Like the first season, I binged this over the course of a few days, more to spare my wife than anything else as she just wasn’t into this show at all. She was just hanging around for Jon Bernthal because she’s gotten into The Walking Dead, where he played Shane, and she wanted to see him do something else. If the first season was designed to be binged, the second season is even more so, as events unfold slowly, even with all the action pieces and powerful character scenes to keep things moving. While this focuses more on Daredevil this season than actually being a crime drama, the criminal elements and mystery are definitely still there, and we get some actual courtroom drama this time as well.
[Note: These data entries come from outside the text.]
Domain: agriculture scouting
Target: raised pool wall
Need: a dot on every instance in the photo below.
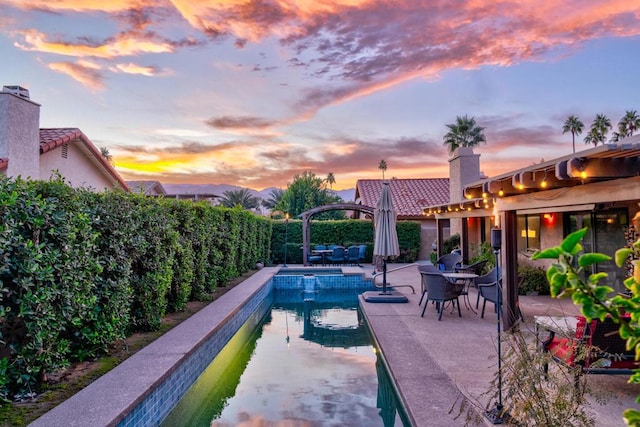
(144, 388)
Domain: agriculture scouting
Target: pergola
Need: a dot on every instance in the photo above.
(306, 222)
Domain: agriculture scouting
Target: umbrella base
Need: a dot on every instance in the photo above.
(389, 296)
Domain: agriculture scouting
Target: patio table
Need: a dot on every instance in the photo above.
(466, 279)
(323, 253)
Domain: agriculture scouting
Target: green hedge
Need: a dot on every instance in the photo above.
(80, 270)
(342, 232)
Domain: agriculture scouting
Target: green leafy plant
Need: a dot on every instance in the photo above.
(594, 299)
(532, 280)
(531, 397)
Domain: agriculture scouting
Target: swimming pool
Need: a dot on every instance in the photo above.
(310, 362)
(144, 388)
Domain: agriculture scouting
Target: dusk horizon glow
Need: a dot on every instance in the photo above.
(251, 93)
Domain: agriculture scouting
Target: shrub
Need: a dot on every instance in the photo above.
(532, 279)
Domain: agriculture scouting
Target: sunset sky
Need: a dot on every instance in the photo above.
(251, 93)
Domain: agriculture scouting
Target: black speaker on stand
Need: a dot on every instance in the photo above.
(497, 415)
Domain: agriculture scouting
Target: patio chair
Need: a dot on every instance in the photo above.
(489, 292)
(447, 262)
(426, 268)
(486, 279)
(353, 255)
(440, 290)
(337, 256)
(314, 259)
(475, 268)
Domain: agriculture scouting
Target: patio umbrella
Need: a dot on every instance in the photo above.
(386, 236)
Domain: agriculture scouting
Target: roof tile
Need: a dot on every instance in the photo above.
(52, 138)
(409, 196)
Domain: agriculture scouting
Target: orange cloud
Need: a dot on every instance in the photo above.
(84, 72)
(125, 45)
(132, 68)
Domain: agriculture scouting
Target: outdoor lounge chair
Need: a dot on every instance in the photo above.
(486, 279)
(314, 259)
(489, 291)
(440, 290)
(338, 255)
(475, 268)
(447, 262)
(426, 268)
(353, 255)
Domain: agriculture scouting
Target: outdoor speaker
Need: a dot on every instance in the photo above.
(496, 238)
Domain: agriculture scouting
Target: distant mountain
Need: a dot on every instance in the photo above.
(219, 189)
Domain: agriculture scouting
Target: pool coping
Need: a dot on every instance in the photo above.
(110, 398)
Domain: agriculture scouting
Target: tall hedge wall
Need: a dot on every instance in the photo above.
(79, 269)
(343, 232)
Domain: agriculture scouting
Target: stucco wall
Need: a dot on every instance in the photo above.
(20, 135)
(76, 168)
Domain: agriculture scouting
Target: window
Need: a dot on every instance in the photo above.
(528, 232)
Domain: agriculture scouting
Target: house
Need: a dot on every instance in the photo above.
(38, 154)
(537, 206)
(155, 188)
(148, 188)
(409, 198)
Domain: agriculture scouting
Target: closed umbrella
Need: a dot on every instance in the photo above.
(386, 236)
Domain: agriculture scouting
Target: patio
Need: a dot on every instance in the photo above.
(434, 363)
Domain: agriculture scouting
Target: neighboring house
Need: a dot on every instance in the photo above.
(30, 152)
(155, 188)
(537, 206)
(409, 197)
(148, 188)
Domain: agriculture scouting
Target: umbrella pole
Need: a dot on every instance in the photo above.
(384, 275)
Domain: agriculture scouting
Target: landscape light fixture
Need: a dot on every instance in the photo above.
(498, 415)
(286, 226)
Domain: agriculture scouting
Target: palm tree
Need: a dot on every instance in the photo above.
(331, 179)
(105, 153)
(242, 197)
(382, 166)
(274, 198)
(575, 126)
(628, 124)
(464, 133)
(599, 129)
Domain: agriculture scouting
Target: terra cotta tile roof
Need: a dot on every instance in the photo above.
(146, 187)
(409, 196)
(51, 138)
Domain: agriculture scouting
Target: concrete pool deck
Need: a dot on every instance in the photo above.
(435, 363)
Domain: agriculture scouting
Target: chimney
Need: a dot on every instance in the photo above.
(19, 132)
(464, 168)
(17, 90)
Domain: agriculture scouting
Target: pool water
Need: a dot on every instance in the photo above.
(310, 362)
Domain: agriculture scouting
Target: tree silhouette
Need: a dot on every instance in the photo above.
(331, 179)
(465, 132)
(574, 125)
(242, 197)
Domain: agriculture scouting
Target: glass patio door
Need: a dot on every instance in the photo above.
(606, 235)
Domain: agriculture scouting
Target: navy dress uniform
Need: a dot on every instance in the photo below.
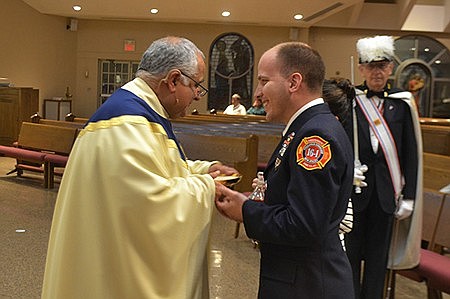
(309, 181)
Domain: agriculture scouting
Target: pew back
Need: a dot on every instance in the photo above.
(436, 139)
(48, 138)
(436, 171)
(240, 152)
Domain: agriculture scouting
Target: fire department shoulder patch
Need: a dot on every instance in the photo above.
(313, 153)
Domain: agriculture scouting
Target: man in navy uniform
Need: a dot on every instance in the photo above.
(309, 181)
(388, 142)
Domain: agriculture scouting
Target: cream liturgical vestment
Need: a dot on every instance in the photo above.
(132, 215)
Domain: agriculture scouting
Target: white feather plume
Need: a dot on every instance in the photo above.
(376, 48)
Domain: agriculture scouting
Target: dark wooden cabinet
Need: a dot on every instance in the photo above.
(17, 104)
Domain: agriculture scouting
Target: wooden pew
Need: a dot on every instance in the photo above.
(434, 121)
(40, 148)
(227, 118)
(37, 119)
(434, 268)
(436, 139)
(72, 118)
(269, 135)
(240, 152)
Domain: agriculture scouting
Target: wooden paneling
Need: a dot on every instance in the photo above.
(16, 106)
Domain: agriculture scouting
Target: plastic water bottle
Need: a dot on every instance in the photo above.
(258, 193)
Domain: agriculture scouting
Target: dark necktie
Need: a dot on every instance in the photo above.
(381, 94)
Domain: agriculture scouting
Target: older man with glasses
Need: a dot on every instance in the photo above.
(133, 213)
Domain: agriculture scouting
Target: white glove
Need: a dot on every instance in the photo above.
(404, 208)
(358, 176)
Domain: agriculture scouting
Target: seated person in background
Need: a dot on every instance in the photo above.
(257, 108)
(235, 108)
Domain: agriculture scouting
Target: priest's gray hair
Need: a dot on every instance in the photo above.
(169, 53)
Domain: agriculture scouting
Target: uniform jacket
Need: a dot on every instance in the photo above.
(398, 117)
(400, 113)
(309, 180)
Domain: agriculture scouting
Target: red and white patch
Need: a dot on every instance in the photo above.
(313, 153)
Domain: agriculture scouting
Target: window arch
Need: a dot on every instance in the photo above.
(422, 66)
(231, 60)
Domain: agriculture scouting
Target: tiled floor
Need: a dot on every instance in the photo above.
(25, 217)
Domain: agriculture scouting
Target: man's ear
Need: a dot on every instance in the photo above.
(172, 79)
(295, 81)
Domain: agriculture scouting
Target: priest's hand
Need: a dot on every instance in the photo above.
(404, 208)
(229, 202)
(223, 170)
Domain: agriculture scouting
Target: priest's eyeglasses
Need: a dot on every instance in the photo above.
(202, 91)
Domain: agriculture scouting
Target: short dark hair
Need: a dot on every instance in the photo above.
(300, 57)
Like our reveal with Fisk in the first season, we don’t necessarily get right to it with Punisher and Elektra, and instead the story unfolds more dramatically, and it works. Nothing is really spared this season as I think they managed to bring back just about everyone from last season who even had a remote impact on the main characters’ lives. They even brought in elements from Jessica Jones so that this feels even more like a shared universe, and given that everything seems to be focused around Hell’s Kitchen with the Marvel Netflix shows, that makes a lot of sense, especially with theDefenders team-up coming eventually.

Picking up a few months after the end of the first season, Hell’s Kitchen seems to be recovering a bit from the crime wave that Fisk started up, and while things have quieted down, Matt has been keeping busy, taking care of the smaller time criminals that are taking advantage of the situation. This leads to tension with Foggy and Karen as Matt ends up largely neglecting his half of the partnership at their law firm. Foggy thinks he finally has Matt largely on board again when Frank Castle hits the scene on part of his revenge spree. Frank is after three groups in particular: a biker gang called the Dogs of Hell, the Hell’s Kitchen Irish, and a Mexican drug cartel. When a surviving member of the Irish looks for help from Matt and Foggy’s firm, they get largely involved with a police sting operation to take down Frank Castle, who the DA and police seem to know far more about than they’re letting on. Things, of course, go bad, and Matt has to go after Frank as Daredevil, and doesn’t quite manage to handle it all that well. He does turn it around, and in a bizarre twist, will end up representing Frank Castle in court after Frank allegedly killed one of their clients.

Elektra picks this as a great time to show up, looking for more information on the goings on of a Yakuza operation that her adopted father got her investments tangled up with. Matt reluctantly helps her, leaving Foggy and Karen to defend Castle largely on their own as he tries unsuccessfully to keep his two worlds separate. Things are far more complicated than they first appear, not only with what’s going on with Castle, but with Elektra as well. Plus Stick returns, and finally brings Matt more up to speed with the ninjas that are attacking he and Elektra known as The Hand. They want to bring about doom and gloom, and the key to doing this is in New York, or rather right in Hell’s Kitchen, and Matt finds he can’t manage the lawyering end of things while he’s trying to stop another crime war at night.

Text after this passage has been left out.